Digital transformation and innovation have been part of management practice for the past 10 years. Nonetheless, the results have been mostly modest. Moreover, more than 70% of the outcomes have been insignificant.  We identified two main preconceptions (or rather misconceptions) that might explain this situation:

  1. The culture of innovation cannot be created.
  2. Digital innovation cannot be implemented; it is a theory without a clear methodology.

This article investigates these myths and tries to explain possible solutions based on the expertise and experience of the Axiobit team of professionals.

Creating a culture of innovation

We tried to give some detailed insights in another article. Here we want to briefly explain the solutions. There are two main practical elements that can decisively contribute to creating a culture of innovation:

We used to say that the culture of innovation is a culture of group experimentation and personal accountability, as well as a culture of prototype. Any other approach has failed.

Here I re-cite Gary Pisaro’s HBR piece:

The reason, I believe, is that innovative cultures are misunderstood. The easy-to-like behaviors that get so much attention are only one side of the coin.

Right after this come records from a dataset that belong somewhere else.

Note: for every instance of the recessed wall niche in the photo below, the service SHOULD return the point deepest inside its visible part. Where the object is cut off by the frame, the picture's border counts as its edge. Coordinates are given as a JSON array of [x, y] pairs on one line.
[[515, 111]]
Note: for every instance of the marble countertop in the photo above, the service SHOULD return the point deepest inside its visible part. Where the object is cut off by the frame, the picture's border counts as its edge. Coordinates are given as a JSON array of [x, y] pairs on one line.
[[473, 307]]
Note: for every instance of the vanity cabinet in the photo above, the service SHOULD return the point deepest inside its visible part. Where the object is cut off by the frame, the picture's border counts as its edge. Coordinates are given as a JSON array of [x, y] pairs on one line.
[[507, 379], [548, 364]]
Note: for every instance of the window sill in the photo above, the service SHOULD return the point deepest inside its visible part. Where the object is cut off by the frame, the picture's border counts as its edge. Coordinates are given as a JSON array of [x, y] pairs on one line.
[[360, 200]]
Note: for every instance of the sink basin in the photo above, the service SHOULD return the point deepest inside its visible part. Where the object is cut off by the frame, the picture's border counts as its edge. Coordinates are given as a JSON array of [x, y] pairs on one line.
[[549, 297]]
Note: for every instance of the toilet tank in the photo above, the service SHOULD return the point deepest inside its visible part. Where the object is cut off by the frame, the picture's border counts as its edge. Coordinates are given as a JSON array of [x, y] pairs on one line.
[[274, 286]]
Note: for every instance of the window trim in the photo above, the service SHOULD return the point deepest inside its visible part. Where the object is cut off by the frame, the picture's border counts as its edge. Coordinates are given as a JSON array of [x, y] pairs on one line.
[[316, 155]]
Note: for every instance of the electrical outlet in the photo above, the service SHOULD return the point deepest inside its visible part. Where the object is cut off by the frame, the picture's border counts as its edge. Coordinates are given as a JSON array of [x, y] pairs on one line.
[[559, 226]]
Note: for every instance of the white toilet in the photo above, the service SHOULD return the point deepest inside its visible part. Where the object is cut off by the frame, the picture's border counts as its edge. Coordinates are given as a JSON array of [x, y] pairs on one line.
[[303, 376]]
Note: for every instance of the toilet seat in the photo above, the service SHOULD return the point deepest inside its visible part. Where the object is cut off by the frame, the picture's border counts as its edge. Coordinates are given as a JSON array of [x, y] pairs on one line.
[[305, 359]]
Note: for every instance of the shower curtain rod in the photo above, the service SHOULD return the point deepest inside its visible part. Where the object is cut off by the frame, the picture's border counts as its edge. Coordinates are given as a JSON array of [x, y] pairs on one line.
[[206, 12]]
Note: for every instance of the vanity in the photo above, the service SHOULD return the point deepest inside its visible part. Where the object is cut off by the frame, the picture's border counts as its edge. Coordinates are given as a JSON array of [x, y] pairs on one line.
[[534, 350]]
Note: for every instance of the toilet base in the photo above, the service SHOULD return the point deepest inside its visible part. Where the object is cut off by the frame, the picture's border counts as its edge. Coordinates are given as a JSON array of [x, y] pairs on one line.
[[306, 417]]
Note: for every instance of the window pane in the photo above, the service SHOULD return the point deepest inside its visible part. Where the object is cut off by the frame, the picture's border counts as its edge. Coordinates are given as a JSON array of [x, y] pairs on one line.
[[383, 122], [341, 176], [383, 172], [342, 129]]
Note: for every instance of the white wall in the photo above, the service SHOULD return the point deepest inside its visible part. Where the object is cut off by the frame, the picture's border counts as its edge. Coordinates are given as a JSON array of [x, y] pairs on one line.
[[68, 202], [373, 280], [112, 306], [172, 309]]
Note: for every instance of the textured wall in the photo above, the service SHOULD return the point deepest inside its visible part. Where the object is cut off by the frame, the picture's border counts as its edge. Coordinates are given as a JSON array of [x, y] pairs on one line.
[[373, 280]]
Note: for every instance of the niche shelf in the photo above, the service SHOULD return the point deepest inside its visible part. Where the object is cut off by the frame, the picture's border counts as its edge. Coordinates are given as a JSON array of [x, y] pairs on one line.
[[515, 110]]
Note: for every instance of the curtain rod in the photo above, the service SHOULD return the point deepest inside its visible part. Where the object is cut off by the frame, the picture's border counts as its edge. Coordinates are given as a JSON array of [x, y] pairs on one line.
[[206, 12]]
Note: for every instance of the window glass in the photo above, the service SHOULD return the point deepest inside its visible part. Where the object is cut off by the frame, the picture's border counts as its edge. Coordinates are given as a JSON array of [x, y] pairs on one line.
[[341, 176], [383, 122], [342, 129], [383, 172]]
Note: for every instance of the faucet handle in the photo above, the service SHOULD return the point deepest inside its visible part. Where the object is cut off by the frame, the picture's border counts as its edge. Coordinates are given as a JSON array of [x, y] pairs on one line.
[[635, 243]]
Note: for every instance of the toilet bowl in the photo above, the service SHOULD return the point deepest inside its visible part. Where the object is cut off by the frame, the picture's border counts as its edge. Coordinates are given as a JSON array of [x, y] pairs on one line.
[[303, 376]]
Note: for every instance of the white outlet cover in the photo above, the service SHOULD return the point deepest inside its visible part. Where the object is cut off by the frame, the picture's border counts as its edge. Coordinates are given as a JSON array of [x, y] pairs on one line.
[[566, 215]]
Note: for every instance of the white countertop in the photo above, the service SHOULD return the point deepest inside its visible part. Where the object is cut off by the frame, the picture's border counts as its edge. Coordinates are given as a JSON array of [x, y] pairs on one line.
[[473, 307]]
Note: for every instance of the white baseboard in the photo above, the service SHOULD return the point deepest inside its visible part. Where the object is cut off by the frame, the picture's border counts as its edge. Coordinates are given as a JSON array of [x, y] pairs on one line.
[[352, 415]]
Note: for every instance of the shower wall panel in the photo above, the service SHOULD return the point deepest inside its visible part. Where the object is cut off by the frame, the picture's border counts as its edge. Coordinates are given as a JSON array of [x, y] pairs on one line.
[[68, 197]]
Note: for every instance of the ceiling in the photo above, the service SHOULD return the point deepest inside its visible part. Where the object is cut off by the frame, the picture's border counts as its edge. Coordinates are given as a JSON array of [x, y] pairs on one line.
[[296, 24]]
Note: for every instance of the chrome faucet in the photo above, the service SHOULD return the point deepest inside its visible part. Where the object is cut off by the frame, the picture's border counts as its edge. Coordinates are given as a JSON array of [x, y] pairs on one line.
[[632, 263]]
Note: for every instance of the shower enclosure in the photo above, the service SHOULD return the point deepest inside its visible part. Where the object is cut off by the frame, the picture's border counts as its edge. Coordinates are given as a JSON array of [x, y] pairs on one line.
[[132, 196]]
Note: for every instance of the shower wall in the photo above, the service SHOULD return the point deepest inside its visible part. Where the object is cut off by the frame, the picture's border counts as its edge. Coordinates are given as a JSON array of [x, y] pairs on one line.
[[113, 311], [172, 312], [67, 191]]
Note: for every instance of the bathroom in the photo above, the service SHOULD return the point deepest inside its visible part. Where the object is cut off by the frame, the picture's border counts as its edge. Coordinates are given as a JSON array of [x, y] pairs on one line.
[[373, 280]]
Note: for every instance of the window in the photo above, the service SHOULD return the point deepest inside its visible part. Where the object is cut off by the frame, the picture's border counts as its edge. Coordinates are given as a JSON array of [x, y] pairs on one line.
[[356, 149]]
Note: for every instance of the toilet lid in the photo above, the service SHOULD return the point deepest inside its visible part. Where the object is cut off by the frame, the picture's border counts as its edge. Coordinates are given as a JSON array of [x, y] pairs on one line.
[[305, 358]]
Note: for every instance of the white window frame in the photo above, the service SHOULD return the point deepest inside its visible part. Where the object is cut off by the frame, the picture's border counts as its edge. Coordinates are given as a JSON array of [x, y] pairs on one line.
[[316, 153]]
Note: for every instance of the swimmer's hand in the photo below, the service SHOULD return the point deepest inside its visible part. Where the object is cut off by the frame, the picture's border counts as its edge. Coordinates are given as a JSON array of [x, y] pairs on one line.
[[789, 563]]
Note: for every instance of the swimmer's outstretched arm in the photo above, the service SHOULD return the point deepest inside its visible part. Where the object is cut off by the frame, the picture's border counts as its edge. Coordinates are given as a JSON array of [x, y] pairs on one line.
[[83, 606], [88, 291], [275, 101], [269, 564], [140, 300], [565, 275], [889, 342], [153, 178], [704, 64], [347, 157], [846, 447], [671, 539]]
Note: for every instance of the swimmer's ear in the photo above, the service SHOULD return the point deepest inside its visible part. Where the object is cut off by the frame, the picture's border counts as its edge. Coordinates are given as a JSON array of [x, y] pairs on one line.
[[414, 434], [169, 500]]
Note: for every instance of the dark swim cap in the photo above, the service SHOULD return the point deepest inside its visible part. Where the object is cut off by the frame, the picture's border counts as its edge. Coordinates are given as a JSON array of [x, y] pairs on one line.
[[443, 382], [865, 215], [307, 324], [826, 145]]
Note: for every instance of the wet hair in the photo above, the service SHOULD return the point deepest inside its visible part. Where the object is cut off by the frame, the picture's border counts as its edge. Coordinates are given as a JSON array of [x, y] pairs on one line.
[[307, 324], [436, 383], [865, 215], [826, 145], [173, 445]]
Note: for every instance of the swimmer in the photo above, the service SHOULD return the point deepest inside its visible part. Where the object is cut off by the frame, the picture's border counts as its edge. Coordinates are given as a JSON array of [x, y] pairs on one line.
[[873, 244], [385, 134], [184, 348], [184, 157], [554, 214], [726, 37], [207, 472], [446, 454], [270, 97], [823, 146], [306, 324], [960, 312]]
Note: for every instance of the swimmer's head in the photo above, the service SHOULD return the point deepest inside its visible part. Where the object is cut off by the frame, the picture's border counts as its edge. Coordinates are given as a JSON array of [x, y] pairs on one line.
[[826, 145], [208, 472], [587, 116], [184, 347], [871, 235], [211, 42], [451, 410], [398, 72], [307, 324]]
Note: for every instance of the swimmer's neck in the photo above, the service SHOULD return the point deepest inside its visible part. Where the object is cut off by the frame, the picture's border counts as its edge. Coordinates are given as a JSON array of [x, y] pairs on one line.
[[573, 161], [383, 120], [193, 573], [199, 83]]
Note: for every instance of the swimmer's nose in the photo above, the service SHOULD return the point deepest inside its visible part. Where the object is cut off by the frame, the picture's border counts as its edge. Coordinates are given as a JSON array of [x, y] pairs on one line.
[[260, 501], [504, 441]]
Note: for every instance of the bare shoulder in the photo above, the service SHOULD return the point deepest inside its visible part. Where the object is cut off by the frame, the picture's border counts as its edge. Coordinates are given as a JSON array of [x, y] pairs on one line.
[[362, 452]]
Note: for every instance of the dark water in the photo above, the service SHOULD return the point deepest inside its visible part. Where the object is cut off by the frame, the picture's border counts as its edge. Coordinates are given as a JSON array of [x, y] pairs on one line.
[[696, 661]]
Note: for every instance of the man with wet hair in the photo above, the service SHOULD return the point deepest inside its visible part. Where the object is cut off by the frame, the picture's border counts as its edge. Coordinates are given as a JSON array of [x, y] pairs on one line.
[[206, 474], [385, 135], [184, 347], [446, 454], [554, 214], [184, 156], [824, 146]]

They must be counterbalanced by some tougher and frankly less fun behaviors. A tolerance for failure requires intolerance for incompetence. A willingness to experiment requires rigorous discipline. Psychological safety requires comfort with brutal candor. Collaboration must be balanced with individual accountability. And flatness requires strong leadership. Innovative cultures are paradoxical. Unless the tensions created by this paradox are carefully managed, attempts to create an innovative culture will fail.

Crafting innovation

Crafting innovation refers (in our perspective) to a permanent concern to build something visually. Any outcome of the process should be visually touchable, understood by all team members and assumed by the entire organization.

Building is thinking!

Innovation can be crafted by using technology and visual artifacts for stimulating thinking and by creating the framework to develop “logical leaps”. The thinking process is often forgotten or mistreated in the projects’ or initiatives’ plans. No wonder the success rate of digital transformation projects is so small.

Axiobit view on this process is presented in the figure below.

As a matter of fact, Axiobit has introduced a craft sequence that creates favourable circumstances for success. This methodology is built on the way in which people think and understand reality.

In fact, the core of crafting innovation was famously described by Antoine de Saint-Exupery:

“If you want to build a ship, don’t herd people together to collect wood and don’t assign them tasks and work, but rather teach them to long for the endless immensity of the sea.